2.2. La figure de l’omnivore de Peterson

2.2.6. Précisions apportées à la figure de l’omnivore

La figure de l’omnivore de Peterson est relativement récente, ce qui incite à apporter beaucoup de précisions afin de mieux cerner ce phénomène. Peterson (2004) pense notamment à détailler la répartition temporelle et géographique de l’omnivorité, à décrire de sa composition et à caractériser son lien social. Il se questionne en effet à savoir si elle se confinera à la classe supérieure ou si elle se manifestera dans les classes appartenant aux autres statuts.

Beaucoup de chercheurs ont voulu reproduire et préciser les découvertes de Peterson. Nous présentons ici le résumé de quelques-uns de leurs travaux.

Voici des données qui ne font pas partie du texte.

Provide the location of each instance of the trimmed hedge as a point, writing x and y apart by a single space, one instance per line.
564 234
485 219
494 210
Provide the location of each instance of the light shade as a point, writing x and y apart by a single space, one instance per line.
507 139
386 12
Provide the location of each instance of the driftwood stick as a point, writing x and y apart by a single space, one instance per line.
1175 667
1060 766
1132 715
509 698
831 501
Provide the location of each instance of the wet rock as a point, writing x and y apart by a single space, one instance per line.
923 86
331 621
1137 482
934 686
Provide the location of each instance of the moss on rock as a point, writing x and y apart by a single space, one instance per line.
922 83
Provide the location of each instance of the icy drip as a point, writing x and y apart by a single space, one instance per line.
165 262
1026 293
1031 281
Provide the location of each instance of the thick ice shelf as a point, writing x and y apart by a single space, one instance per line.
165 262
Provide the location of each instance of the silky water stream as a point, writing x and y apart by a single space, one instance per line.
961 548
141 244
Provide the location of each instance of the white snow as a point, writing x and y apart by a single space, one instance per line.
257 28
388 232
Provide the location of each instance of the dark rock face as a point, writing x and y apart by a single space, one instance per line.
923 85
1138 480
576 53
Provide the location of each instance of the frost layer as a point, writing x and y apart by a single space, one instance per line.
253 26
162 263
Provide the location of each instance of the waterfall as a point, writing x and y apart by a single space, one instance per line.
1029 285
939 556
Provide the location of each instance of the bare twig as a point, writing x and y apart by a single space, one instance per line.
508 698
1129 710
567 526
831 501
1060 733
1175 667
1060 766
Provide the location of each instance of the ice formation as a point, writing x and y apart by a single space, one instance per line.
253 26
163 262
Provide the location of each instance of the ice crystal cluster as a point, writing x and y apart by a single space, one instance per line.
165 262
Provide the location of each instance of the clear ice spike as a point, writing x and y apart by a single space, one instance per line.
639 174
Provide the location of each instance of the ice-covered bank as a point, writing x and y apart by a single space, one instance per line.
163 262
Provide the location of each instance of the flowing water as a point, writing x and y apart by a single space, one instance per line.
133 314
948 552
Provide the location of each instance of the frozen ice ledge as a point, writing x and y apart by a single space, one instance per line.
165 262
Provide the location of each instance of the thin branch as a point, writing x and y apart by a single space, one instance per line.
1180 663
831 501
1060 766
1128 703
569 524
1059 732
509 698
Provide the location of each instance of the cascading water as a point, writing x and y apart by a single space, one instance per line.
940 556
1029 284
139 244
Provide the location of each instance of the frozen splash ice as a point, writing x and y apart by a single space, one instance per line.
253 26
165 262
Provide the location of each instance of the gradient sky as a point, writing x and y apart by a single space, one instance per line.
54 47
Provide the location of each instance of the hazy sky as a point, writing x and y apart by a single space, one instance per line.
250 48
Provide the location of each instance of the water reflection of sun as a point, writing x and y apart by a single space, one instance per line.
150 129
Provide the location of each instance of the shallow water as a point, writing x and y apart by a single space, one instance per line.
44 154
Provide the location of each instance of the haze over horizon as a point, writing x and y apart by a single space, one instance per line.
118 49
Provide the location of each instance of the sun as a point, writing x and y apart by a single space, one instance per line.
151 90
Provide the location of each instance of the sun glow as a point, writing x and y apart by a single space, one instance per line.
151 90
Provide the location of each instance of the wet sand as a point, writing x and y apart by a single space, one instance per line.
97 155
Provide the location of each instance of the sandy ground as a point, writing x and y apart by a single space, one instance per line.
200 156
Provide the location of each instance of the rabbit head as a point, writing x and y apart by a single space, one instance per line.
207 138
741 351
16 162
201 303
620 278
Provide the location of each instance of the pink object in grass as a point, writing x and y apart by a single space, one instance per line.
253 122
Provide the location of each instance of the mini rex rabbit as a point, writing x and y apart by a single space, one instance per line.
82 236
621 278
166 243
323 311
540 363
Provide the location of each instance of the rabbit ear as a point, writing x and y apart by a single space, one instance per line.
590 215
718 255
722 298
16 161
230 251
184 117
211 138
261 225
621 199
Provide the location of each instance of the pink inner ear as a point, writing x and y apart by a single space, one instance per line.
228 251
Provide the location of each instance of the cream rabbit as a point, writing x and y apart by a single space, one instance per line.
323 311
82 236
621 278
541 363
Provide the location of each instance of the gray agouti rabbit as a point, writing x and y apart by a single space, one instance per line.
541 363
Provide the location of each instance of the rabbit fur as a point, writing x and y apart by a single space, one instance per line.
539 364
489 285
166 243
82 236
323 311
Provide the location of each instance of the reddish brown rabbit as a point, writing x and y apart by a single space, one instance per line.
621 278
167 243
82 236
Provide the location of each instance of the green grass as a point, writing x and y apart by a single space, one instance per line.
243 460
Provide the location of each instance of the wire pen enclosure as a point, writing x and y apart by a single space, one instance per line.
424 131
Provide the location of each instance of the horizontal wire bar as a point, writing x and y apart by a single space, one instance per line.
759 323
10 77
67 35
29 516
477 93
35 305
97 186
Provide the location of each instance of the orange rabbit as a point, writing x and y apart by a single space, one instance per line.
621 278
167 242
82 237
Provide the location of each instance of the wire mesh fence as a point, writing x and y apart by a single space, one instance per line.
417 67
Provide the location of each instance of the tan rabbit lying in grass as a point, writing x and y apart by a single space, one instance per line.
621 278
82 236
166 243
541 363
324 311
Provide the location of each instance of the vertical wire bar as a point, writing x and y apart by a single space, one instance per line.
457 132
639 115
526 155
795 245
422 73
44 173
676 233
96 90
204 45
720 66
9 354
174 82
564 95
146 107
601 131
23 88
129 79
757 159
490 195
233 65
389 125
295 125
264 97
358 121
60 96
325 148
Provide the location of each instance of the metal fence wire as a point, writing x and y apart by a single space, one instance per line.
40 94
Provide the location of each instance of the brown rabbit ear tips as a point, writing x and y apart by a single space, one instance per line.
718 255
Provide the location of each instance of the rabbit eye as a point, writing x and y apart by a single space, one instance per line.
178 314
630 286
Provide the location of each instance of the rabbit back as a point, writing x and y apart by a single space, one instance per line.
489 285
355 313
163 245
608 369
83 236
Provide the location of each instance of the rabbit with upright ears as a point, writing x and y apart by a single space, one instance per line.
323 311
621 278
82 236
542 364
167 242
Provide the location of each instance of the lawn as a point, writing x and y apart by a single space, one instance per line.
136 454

Dans un premier temps, nous discuterons ceux de Bryson (1997), dans lesquels elle montre comment les dégoûts culturels contribuent à la construction de frontières identitaires. Nous verrons ensuite, à partir d’une étude d’Ollivier et Gauthier (2007), l’importance de la place qu’occupe une activité dans le champ des pratiques culturelles pour préciser la figure de l’omnivore. Finalement, à partir des travaux de Coulangeon (2003), de Bellavance et al. (2004), de Warde et al. (2007) et d’Emmison (2003), il s’agira de suivre l’intuition de Peterson en attestant la variété des types d’omnivore.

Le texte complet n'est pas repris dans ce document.